Nachtragsmeldung zu Brand eines Mehrfamilienhauses
Verbrannter Leichnam, drei Personen mit Rauchgasvergiftung und hoher Sachschaden nach Wohnhausbrand in Altenkirchen
Altenkirchen. Durch mehrere Passanten wurde der Polizeiinspektion Altenkirchen am 16. Dezember um 12:26 Uhr der Vollbrand eines Mehrfamilienhauses im Ulmenweg in Altenkirchen gemeldet. Es kam zu einem Großeinsatz von Feuerwehr und Rettungsdienst mit ca. 130 Kräften. Seitens der Polizei befanden sich sechs Kräfte der Polizeiinspektion Altenkirchen vor Ort. Die Ermittlungen wurden durch den Kriminaldauerdienst Koblenz unterstützt. Das Haus besteht aus drei Wohnungen.
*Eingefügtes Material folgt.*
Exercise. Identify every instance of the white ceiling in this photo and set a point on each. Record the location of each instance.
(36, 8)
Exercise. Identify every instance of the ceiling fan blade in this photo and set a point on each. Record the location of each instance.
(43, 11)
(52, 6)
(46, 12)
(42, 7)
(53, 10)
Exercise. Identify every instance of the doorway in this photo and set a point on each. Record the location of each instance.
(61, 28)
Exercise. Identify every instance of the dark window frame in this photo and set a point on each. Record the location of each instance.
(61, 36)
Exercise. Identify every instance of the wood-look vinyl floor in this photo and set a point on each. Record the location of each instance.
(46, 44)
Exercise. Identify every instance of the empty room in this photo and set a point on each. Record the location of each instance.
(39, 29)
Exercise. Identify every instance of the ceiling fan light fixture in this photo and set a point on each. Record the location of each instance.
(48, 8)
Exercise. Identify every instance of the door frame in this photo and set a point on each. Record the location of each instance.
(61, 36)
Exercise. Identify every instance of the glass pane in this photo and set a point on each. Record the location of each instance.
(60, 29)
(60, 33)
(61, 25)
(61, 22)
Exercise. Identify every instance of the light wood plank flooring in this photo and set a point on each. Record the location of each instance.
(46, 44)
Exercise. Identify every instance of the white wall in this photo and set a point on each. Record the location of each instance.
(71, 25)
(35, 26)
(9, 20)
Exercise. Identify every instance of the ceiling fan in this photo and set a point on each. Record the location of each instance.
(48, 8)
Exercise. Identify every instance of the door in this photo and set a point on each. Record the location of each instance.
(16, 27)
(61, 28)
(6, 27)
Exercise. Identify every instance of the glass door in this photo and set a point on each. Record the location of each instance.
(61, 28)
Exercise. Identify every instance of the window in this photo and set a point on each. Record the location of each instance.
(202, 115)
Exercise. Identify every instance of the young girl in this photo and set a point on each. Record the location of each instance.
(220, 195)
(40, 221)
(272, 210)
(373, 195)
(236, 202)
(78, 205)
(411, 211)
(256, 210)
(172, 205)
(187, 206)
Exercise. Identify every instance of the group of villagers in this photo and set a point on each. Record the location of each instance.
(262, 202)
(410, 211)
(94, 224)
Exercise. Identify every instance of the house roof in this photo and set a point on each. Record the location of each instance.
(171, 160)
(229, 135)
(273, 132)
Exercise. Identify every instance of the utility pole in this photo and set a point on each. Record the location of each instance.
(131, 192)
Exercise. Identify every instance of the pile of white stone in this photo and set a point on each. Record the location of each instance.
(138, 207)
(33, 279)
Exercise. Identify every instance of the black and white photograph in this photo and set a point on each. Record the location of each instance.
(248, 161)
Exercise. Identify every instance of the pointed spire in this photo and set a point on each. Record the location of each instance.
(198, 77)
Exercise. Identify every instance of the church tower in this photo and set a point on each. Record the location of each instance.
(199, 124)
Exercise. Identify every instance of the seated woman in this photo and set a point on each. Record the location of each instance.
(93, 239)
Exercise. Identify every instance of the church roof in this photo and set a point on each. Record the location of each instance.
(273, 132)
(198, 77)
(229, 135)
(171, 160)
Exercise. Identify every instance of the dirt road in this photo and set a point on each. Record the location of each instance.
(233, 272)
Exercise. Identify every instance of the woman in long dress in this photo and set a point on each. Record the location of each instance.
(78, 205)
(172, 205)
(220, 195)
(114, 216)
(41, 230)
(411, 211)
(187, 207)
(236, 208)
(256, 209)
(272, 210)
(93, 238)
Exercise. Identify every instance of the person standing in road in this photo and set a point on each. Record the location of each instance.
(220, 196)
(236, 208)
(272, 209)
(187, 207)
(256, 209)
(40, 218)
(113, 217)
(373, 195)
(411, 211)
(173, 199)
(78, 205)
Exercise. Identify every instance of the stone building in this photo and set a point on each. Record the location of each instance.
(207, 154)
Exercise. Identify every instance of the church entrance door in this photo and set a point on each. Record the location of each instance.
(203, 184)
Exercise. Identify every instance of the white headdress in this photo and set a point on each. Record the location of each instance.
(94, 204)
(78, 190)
Zwei Personen konnten sich selbstständig aus dem brennenden Haus retten. Eine Person musste aus dem Dachgeschoss über eine Drehleiter gerettet werden. Diese drei Personen erlitten Rauchgasvergiftungen und wurden in das DRK Klinikum nach Altenkirchen verbracht, konnten aber nach ambulanter Behandlung entlassen werden. Nach den Löscharbeiten wurden die einzelnen Wohnung abgesucht. Hierbei konnte in einer der Wohnungen Überreste eines verbrannten Leichnams festgestellt werden. Aktuell werden noch bestehende Glutnester durch die Feuerwehren bekämpft. Das Wohnhaus ist unbewohnbar. Der Sachschaden wird auf einen sechsstelligen Betrag geschätzt. Seitens der Verbandsgemeindeverwaltung Altenkirchen-Flammersfeld wurde eine kurzfristige Unterbringung der Personen organisiert. Nach Absprache mit der Staatsanwaltschaft Koblenz wurde Pressevorbehalt erklärt. Insbesondere zur noch unklaren Brandursache und zur Identität der verstorbenen Person kann hiesige Dienststelle keine weiteren Informationen mitteilen.